3. Configuration (.env.example)
# Backend selection: "gemini" | "ollama"
EXTRACTION_BACKEND=gemini
# Gemini (free tier via Google AI Studio key; no card required)
GEMINI_API_KEY=
GEMINI_MODEL=gemini-flash-latest # identifier is config, not hardcoded
# Ollama (local)
OLLAMA_HOST=http://localhost:11434
OLLAMA_MODEL=qwen2.5:7b
# Image handling: "vision_direct" | "ocr_then_text"
IMAGE_STRATEGY=vision_direct # vision_direct requires a multimodal backend
# Routing
CONFIDENCE_THRESHOLD=0.85 # tuned via eval
# Paths (batch mode)
INBOX_DIR=./data/inbox
PROCESSED_DIR=./data/processed
REVIEW_DIR=./data/review
EXPORT_DIR=./data/exports
DB_PATH=./data/agent.db
config.py validates these at startup and fails fast with a clear message if,
e.g., gemini is selected with no key, or vision_direct is selected with a
text-only backend.
4. Local setup
# 1. Pin the interpreter to 3.11 (writes .python-version; uv fetches it if absent)
uv python pin 3.11
# 2. Install (uv creates the venv on 3.11 and installs from pyproject.toml + uv.lock)
uv sync
# 3a. Gemini path: get a free AI Studio key, put it in .env
# (free tier, no credit card; quota resets daily)
# 3b. Ollama path (offline/private):
# install Ollama, then:
ollama pull qwen2.5:7b
# set EXTRACTION_BACKEND=ollama and IMAGE_STRATEGY=ocr_then_text
# 4. Create working dirs
mkdir -p data/{inbox,processed,review,exports}
5. Running
Autonomous batch mode:
uv run python -m doc_agent.ingest.watcher
# drop files into data/inbox/ β accepted records land in SQLite + data/exports/,
# uncertain ones move to data/review/
Web demo (local):
uv run python -m doc_agent.web.app
# opens a Gradio URL; upload one document to see fields + confidence + decision
Evaluation:
uv run python eval/run_eval.py --dataset sroie --split holdout
# prints per-field precision/recall/F1 and auto-accept precision on critical fields
6. Deployment to Hugging Face Spaces (free public demo URL)

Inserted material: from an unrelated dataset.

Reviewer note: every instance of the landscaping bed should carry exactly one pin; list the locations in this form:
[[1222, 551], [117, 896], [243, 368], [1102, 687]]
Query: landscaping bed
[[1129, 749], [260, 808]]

- Create a new Space β SDK: Gradio (free CPU tier). Set the Space's
Python to 3.11 (the
python_version: "3.11"field in the Space README metadata) so the deployed runtime matches the pinned local interpreter. - Add
app.pyat the Space root that imports and launchesdoc_agent.web.app(or copy the web entry there), plus arequirements.txtthe Gradio builder can read β generate it from the uv-managed project rather than hand-maintaining it:uv export --no-hashes --no-dev -o requirements.txt. - Set Repository secrets in the Space:
GEMINI_API_KEY,EXTRACTION_BACKEND=gemini,IMAGE_STRATEGY=vision_direct,GEMINI_MODEL=gemini-flash-latest. - Push; the Space builds and serves a public URL.

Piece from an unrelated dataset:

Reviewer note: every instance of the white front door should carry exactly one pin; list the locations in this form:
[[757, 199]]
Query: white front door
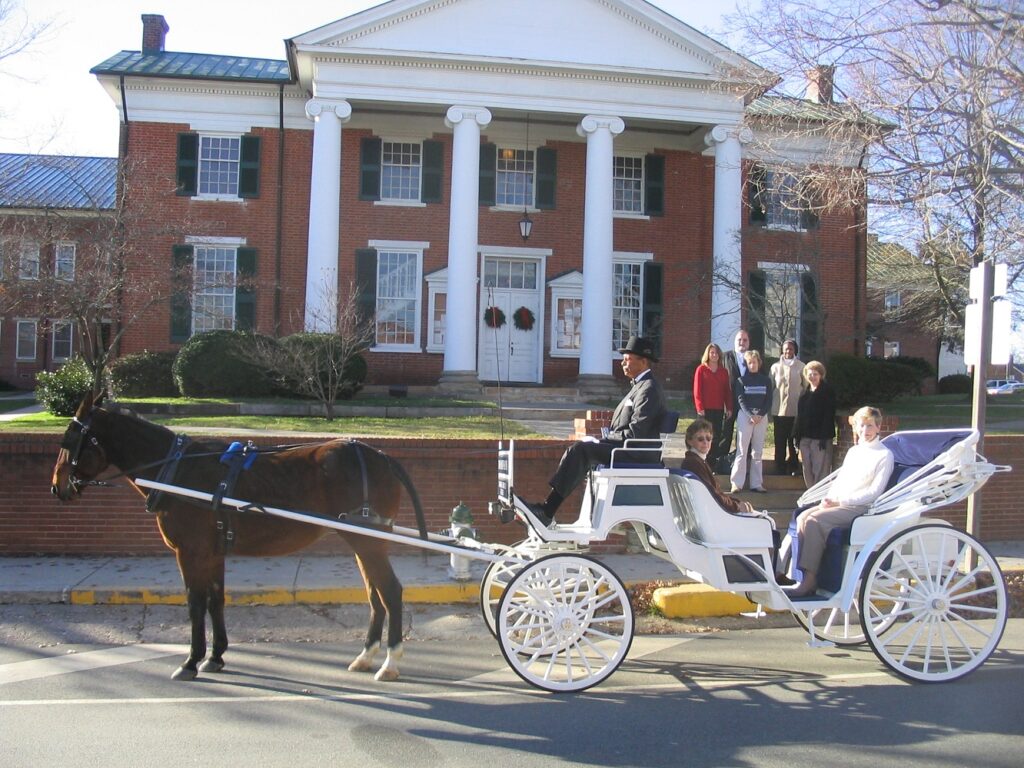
[[509, 351]]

Free-tier realities to design around (and to note in the UI):
- CPU-only and the Space sleeps when idle β first request after idle has a
cold start. This is why the cloud demo uses the Gemini API for inference
rather than a local model, and why
vision_direct(no heavy OCR in the Space) is the demo's image path. - Stateless: no persistent DB in the demo. Show the result; don't store it.
- Privacy: the free Gemini tier may use inputs for training, so the demo must display a "synthetic/public documents only" notice and must not be used for real financial data.
7. What stays free
- Inference: local Ollama (no quota, private) or Gemini free tier (~1,500 req/day, resets daily, no card) β far above dev volume.
- Hosting: Hugging Face Spaces free CPU tier for the public demo.
- Storage: local SQLite/CSV; nothing paid.
No component requires a credit card or paid plan for development or demo.